• A Distribution-Free Model for Longitudinal Metagenomic Count Data

      Luo, D.; Liu, W.; Chen, T.; An, L.; Department of Epidemiology and Biostatistics, The University of Arizona; Interdisciplinary Program of Statistics and Data Science, The University of Arizona; Interdisciplinary Program of Statistics and Data Science, The University of Arizona; Department of Biosystems Engineering, The University of Arizona (MDPI, 2022)

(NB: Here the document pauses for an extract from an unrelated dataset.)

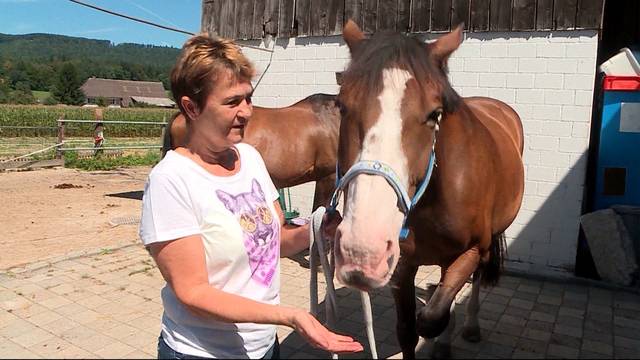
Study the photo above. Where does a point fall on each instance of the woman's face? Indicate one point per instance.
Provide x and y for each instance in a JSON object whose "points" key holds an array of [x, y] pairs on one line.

      Longitudinal metagenomics has been widely studied in the recent decade to provide valuable insight for understanding microbial dynamics. The correlation within each subject can be observed across repeated measurements. However, previous methods that assume independent correlation may suffer from incorrect inferences. In addition, methods that do account for intra-sample correlation may not be applicable for count data. We proposed a distribution-free approach, namely CorrZIDF, which extends the current method to model correlated zero-inflated metagenomic count data, offering a powerful and accurate solution for detecting significance features. This method can handle different working correlation structures without specifying each margin distribution of the count data. Through simulation studies, we have shown the robustness of CorrZIDF when selecting a working correlation structure for repeated measures studies to enhance the efficiency of estimation. We also compared four methods using two real datasets, and the new proposed method identified more unique features that were reported previously on the relevant research. © 2022 by the authors. Licensee MDPI, Basel, Switzerland.